貿易収支は、一国の輸出量と輸入量の収支のことをいいます。これは、国際収支統計(経常収支、資本収支、外貨準備増減)の中の経常収支(貿易収支、サービス収支、所得収支、経常移転収支)の一項目で、世界各国で発表される経済指標です。現在、国際収支統計は、日本を含む世界の大半の国・地域において、IMFの国際収支マニュアルに基づいて作成されています。

日本の貿易収支

日本では、国際収支統計の貿易収支(決済ベース)と、貿易統計の輸出入額から算出される貿易収支(通関ベース)の二つがあります。

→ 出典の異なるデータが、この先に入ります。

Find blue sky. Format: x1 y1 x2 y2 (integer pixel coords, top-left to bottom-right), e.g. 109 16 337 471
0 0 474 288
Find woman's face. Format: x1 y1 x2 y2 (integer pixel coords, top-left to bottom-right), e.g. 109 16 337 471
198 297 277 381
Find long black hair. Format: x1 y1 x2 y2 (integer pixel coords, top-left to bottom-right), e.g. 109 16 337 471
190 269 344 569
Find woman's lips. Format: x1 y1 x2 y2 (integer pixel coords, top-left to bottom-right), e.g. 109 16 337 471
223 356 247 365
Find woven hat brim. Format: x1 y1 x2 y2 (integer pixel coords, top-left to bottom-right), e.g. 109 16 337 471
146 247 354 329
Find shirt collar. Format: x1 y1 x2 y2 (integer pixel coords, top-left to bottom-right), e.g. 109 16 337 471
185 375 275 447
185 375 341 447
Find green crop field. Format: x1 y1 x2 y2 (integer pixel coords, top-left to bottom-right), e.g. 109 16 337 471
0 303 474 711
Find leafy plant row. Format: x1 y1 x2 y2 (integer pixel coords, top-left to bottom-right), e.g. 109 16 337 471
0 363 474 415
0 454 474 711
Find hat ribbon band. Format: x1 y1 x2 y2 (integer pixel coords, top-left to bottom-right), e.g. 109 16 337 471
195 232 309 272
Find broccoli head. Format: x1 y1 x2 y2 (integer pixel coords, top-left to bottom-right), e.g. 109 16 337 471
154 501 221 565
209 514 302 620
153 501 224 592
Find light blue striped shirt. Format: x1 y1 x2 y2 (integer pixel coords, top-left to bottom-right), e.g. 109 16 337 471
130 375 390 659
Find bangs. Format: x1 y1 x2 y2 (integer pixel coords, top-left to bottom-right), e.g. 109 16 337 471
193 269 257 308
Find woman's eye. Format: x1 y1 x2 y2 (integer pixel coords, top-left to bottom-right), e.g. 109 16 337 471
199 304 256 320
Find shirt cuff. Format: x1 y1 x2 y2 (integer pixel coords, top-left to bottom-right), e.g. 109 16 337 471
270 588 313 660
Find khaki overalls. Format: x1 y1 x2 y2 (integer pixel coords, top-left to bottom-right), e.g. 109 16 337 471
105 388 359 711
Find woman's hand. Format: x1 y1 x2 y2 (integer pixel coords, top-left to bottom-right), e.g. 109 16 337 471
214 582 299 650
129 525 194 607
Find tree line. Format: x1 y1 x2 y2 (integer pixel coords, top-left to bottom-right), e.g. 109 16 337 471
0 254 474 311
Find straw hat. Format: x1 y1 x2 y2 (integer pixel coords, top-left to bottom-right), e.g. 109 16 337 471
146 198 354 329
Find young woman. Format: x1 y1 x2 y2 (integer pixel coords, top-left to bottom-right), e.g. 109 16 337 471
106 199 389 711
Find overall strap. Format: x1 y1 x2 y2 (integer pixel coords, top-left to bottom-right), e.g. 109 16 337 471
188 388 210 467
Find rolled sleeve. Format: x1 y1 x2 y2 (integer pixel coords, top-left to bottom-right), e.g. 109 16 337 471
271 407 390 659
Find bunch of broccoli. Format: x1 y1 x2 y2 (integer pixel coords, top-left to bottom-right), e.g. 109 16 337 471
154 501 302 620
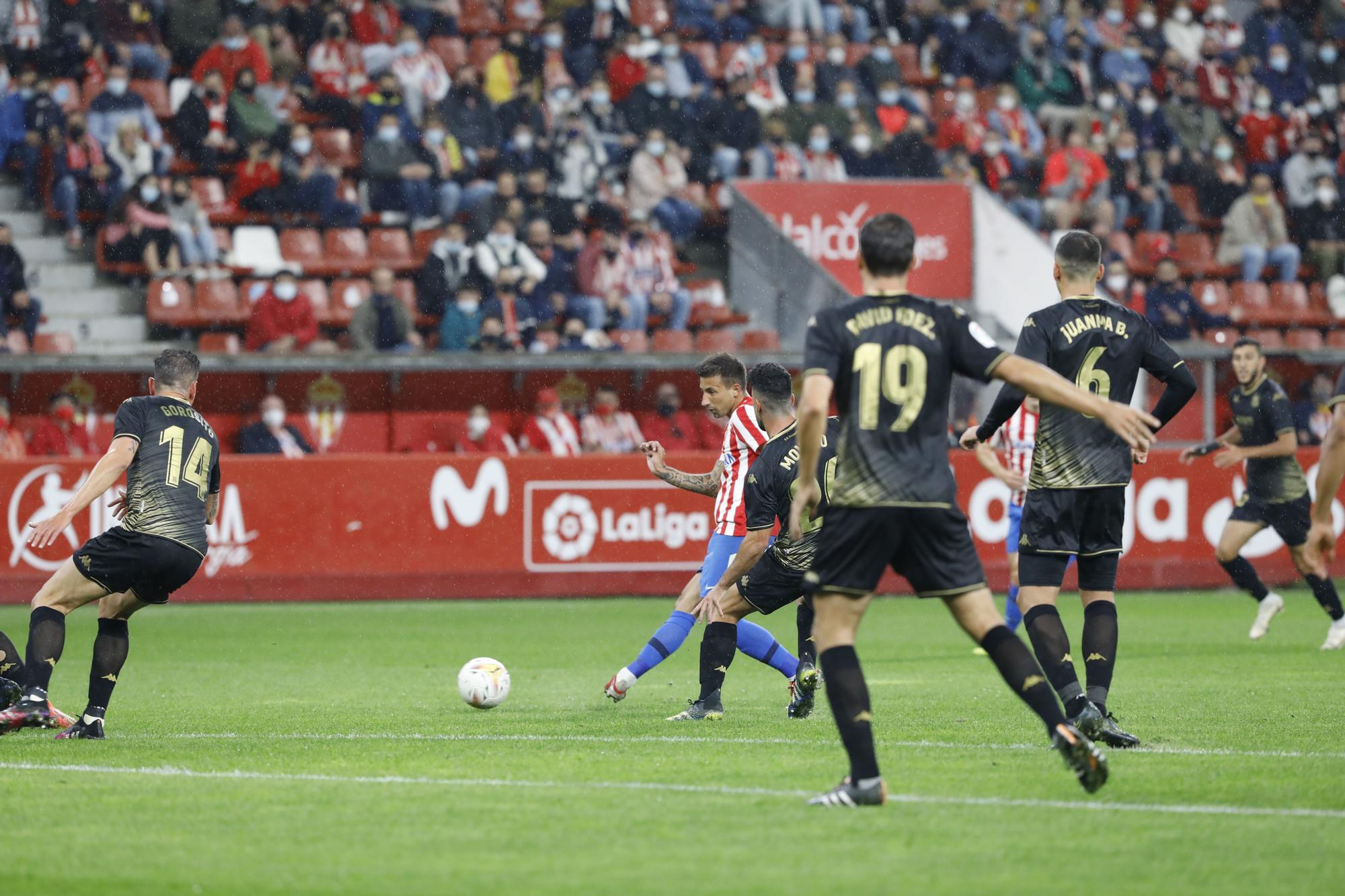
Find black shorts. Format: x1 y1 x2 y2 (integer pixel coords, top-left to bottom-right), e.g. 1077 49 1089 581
74 526 204 604
738 551 803 616
804 505 986 598
1228 491 1313 548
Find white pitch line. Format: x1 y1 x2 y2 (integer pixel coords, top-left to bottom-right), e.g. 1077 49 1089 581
113 732 1345 759
0 763 1345 821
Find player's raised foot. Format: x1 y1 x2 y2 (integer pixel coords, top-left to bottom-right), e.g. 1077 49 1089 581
808 778 888 809
0 700 61 735
1322 616 1345 650
603 666 638 702
1050 725 1107 794
1247 592 1284 641
787 663 822 719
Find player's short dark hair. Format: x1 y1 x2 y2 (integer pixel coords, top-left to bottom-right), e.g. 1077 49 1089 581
695 351 748 389
748 360 794 411
859 211 916 277
155 348 200 389
1056 230 1102 278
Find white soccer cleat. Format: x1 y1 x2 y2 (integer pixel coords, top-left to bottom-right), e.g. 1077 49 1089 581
603 666 639 702
1322 618 1345 650
1247 592 1284 641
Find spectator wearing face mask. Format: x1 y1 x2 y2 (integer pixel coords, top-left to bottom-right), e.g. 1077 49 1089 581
28 391 97 458
243 270 335 354
191 16 270 93
393 26 452 121
453 405 518 458
238 395 313 460
1297 173 1345 280
519 389 580 458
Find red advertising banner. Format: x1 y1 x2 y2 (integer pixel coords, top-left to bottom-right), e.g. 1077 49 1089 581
733 180 971 298
0 451 1345 603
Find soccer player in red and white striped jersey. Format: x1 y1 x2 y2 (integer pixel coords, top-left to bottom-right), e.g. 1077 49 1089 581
605 354 799 700
976 397 1041 631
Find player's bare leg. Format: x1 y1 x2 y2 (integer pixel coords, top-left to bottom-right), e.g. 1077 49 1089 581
0 560 106 735
1215 520 1284 641
56 591 149 740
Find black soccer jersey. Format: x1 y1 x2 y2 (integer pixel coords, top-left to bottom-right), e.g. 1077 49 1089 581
1228 374 1307 505
113 395 219 556
742 417 841 572
1017 296 1182 489
803 293 1007 507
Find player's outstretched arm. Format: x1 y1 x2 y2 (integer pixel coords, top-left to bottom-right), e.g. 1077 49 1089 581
995 355 1158 449
790 372 835 538
640 441 724 497
28 436 140 548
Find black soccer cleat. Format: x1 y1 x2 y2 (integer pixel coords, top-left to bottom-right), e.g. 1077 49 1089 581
0 700 63 735
1050 724 1107 794
787 663 822 719
667 692 724 721
56 716 108 740
808 778 888 809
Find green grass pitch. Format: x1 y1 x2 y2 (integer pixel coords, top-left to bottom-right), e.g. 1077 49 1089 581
0 591 1345 896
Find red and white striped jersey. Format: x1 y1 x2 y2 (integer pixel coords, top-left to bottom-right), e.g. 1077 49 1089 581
714 398 765 536
990 402 1037 507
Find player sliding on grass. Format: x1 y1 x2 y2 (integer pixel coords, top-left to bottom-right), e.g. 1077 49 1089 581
1181 336 1345 650
790 214 1157 806
668 363 841 721
962 230 1196 747
0 348 219 740
604 354 799 702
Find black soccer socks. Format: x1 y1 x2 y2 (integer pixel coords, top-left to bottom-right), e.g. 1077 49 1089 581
1022 604 1084 715
1083 600 1118 716
819 646 878 782
85 619 130 719
981 626 1065 736
701 622 738 700
1219 555 1270 602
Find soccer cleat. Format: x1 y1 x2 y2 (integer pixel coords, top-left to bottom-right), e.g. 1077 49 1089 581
1050 721 1107 794
667 692 724 721
785 663 822 719
0 700 61 735
1247 592 1284 641
808 778 888 809
56 719 106 740
1322 616 1345 650
603 666 639 702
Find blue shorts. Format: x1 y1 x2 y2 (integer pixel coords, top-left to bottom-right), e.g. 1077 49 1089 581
698 533 742 598
1005 505 1022 555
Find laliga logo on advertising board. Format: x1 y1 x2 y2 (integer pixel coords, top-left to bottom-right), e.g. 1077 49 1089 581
780 202 948 268
542 491 710 563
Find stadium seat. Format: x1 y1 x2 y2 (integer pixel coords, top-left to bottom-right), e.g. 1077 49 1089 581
738 329 780 351
32 329 75 355
650 329 693 354
196 332 243 355
612 329 650 355
145 277 195 327
695 329 738 354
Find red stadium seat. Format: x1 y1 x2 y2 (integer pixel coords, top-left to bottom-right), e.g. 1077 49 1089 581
650 329 693 354
145 278 196 327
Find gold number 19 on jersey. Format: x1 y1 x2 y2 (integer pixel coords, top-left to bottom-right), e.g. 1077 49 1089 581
853 341 929 432
159 426 211 501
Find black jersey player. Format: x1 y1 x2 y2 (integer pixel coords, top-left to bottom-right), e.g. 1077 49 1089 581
0 348 219 739
1181 336 1345 650
790 214 1151 806
962 230 1196 747
668 362 841 721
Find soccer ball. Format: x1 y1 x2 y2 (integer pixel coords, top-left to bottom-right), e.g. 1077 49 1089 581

●国際収支統計の貿易収支(日銀財務省が共同で毎月発表)

一般商品の他に、加工用財貨・船舶・航空機など動産の修理費、輸送手段用に調達した燃料や備品、非貨幣用金なども取引の範囲に含まれる。これは、貿易統計のデータを基礎資料として、IMFの国際収支マニュアルに基づいて作成されるが、税関を通過したかどうかにかかわらず、所有権が移転した時点で取引を認識し、輸出入ともFOB価格で計上。

●貿易統計の貿易収支(財務省が毎月発表)

税関を通過した貨物を集計対象とし、税関に提出された各種報告書を資料として作成。輸出は運賃・保険料を含まないFOB価格、輸入は運賃・保険料を含むCIF価格で計上。

米国の貿易収支

米国の貿易収支(International Trade in Goods and Service)は、商務省から毎月20日前後に前月分の結果が発表されます。通常、米国においては、輸入金額が輸出金額を上回る貿易赤字が続いているため、マーケットでは「赤字額の大小」や「対中国・対日本等の収支」などが注目されます。